Drum Brakes vs. Disc Brakes
The achilles heel of the Drum Brake is its heat retention. The thick metal drum and shoes retain an enormous amount of heat, and with little to no airflow over the operating parts, they cool slowly. This is one big disadvantage in motorsport that lead to the eventual rise of the Disc Brake.
The other disadvantage is maintenance. While a conventional Disc Brake is self adjusting, Drum Brakes require adjusting to remain even. As the proximity of the shoe-to-drum can be adjusted on each corner, incorrect adjustment can lead to the car pulling left or right when braking. Uneven wear due to leaking cylinders or broken adjusters can lead to uneven adjustment and an ineffective handbrake. Similar to Disc Brakes, as Drum Brakes wear they leave behind a dust. This dust is allowed to collect within a Drum Brake causing harshness and noise.
Can I replace my Brake Shoes myself?
The replacement of Brake Shoes can be very tricky and tedious depending on your car. Your first time changing them will likely end in many curse words and throwing of spanners. They rely on a series of pins and high tensile springs to operate correctly, all of which need to go back exactly as they came out and with the correct adjustment. If you do decide to give it a go, leave yourself plenty of time. If you can get the assistance of a friend who has done it before we highly recommend it! Always wear goggles and hand protection, as the springs can be merciless when (and they will if you’re inexperienced) they fly off in any which direction at 100 miles per hour. Always do one side at a time so if you get stuck you have another side to reference. And just incase you can’t remember how the Brake Shoe went together, it pays to take a photo beforehand.

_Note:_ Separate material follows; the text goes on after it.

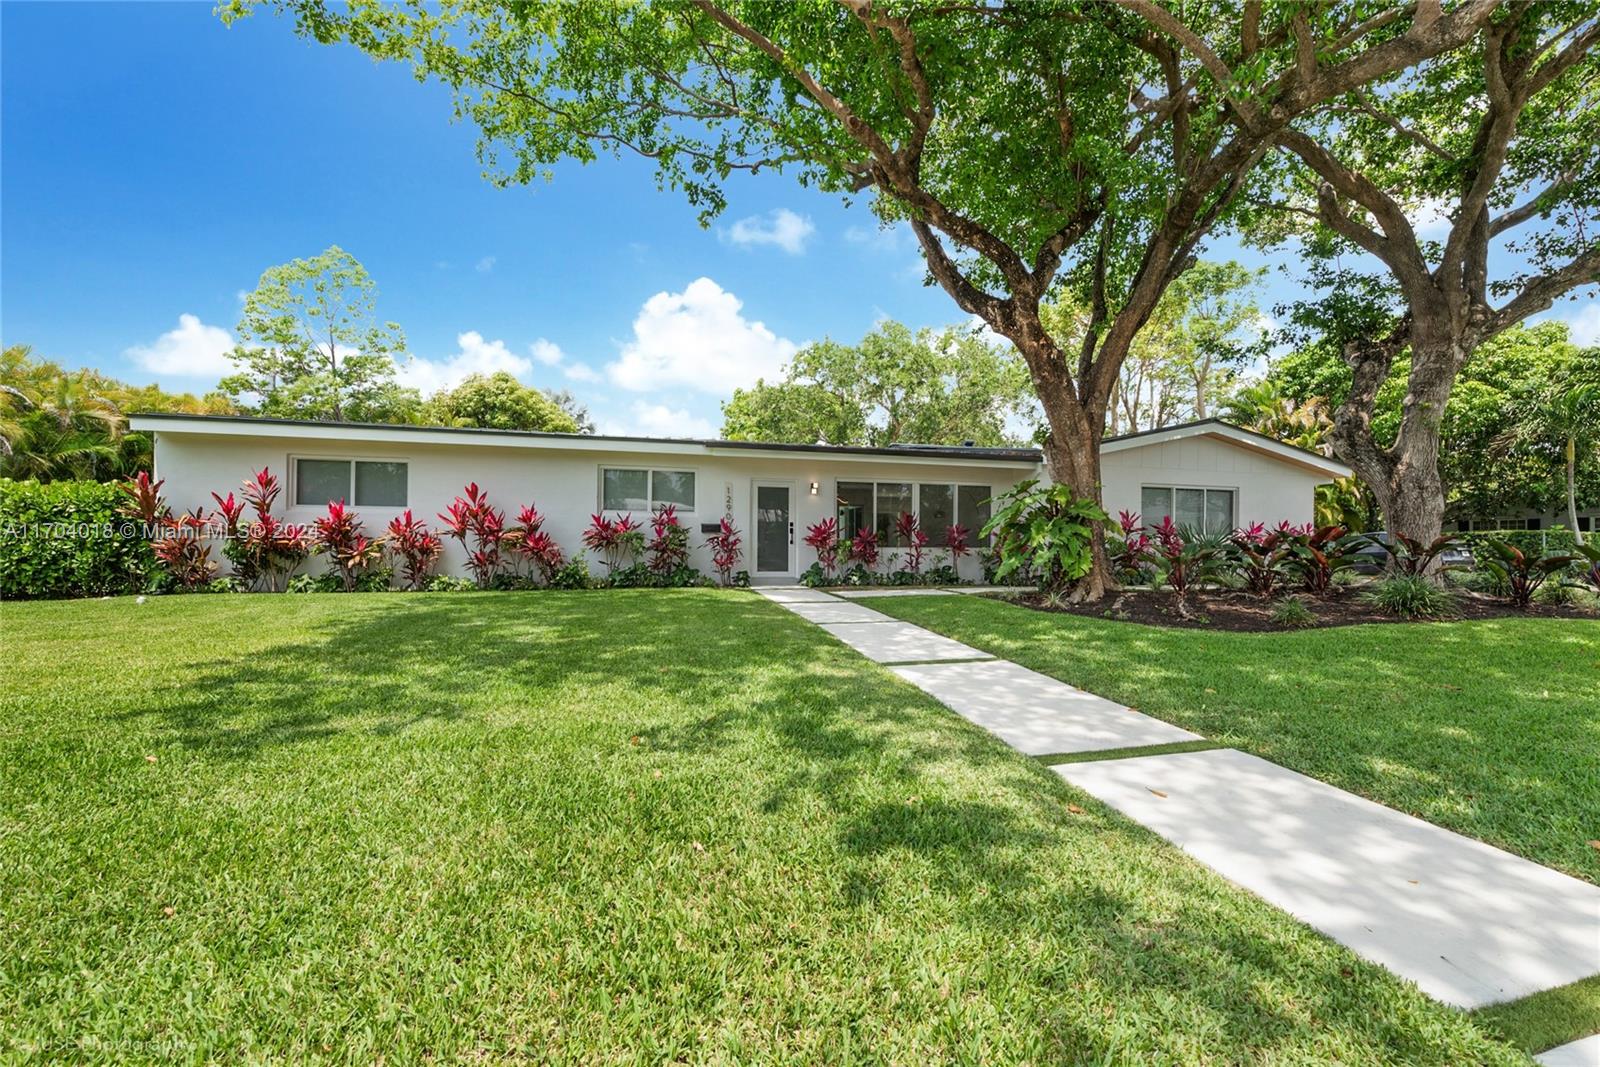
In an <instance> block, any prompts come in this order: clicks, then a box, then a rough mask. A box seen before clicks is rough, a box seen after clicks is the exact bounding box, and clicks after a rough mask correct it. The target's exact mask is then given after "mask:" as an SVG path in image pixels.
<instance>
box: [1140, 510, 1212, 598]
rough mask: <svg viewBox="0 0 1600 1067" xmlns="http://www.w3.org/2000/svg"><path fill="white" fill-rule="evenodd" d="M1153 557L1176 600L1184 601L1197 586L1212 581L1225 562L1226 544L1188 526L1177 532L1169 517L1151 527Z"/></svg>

Brake pads have a wear indicator on them, which indicate that they’re wearing too thin to be safely used anymore. As the material on the brake pad slowly wears down, this indicator gradually becomes more exposed. When the brakes are applied, the indicator squeals against the brake disc rotor, creating the squeaky brakes most people are familiar with. Many european cars also have electronic sensors on them which will indicate on the dashboard that the brake pads need replacing.